SÃO PAULO, SP (FOLHAPRESS) - Policiais militares entraram em uma ala do Hospital Ipiranga, na zona sul de São Paulo, e algemaram e prenderam uma médica de 53 anos na noite de domingo (1°). A ação ocorreu após a profissional de saúde, que atua na unidade desde 2000, recusar-se a fornecer detalhes do quadro clínico de um policial reformado que tentou cometer suicídio.

Como justificativa para a prisão, um tenente da PM afirmou que a médica o feriu com uma caneta no antebraço e o desacatou.

A Polícia Militar declarou que apura a conduta dos agentes e, se for comprovado excesso, medidas serão adotadas.

A Secretaria de Estado da Saúde disse que o Hospital Ipiranga lamenta o ocorrido e que dará total apoio à profissional médica envolvida no caso. Conforme a legislação, o boletim médico só pode ser passado a familiares, responsáveis legais ou por determinação judicial, diz trecho da nota enviada para a reportagem.

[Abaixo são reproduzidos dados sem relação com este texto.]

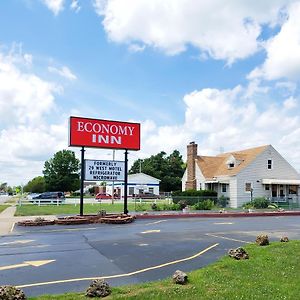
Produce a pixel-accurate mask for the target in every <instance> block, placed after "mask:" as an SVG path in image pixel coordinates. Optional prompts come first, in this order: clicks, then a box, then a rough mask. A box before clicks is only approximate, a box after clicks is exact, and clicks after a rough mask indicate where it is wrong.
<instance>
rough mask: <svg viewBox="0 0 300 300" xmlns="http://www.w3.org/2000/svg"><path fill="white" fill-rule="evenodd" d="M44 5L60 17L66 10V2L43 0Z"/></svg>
mask: <svg viewBox="0 0 300 300" xmlns="http://www.w3.org/2000/svg"><path fill="white" fill-rule="evenodd" d="M42 1H43V2H44V4H45V5H46V6H47V7H48V8H49V9H50V10H51V11H52V12H53V13H54V15H58V14H59V13H60V12H61V11H62V10H63V8H64V2H65V1H64V0H42Z"/></svg>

Em depoimento, a médica afirmou que assumiu o plantão na UTI às 19h. Ela soube, então, da internação de um PM em estado gravíssimo e que policiais tinham ido diversas vezes no dia até a unidade em busca de informações de como ele estava.

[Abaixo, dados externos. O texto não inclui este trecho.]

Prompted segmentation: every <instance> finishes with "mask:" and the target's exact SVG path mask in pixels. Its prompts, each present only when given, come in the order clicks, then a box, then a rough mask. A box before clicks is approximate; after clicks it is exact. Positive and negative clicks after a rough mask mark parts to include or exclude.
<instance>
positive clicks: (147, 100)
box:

Por volta das 20h30, uma enfermeira a procurou para dizer que os policiais haviam voltado.

A médica afirmou à Polícia Civil ter deixado a UTI e explicado aos PMs que o estado de saúde do paciente era grave e, em virtude da alta demanda e da gravidade dos demais pacientes, não passaria mais nenhum boletim durante seu plantão.

Os PMs teriam, então, pedido à médica que se identificasse. A mulher afirmou ter se identificado como doutora e passou seu primeiro nome, mas explicou que não passaria o número de registro no CRM (Conselho Regional de Medicina) e, caso os policiais necessitassem de mais informações, poderiam buscar a diretoria do hospital.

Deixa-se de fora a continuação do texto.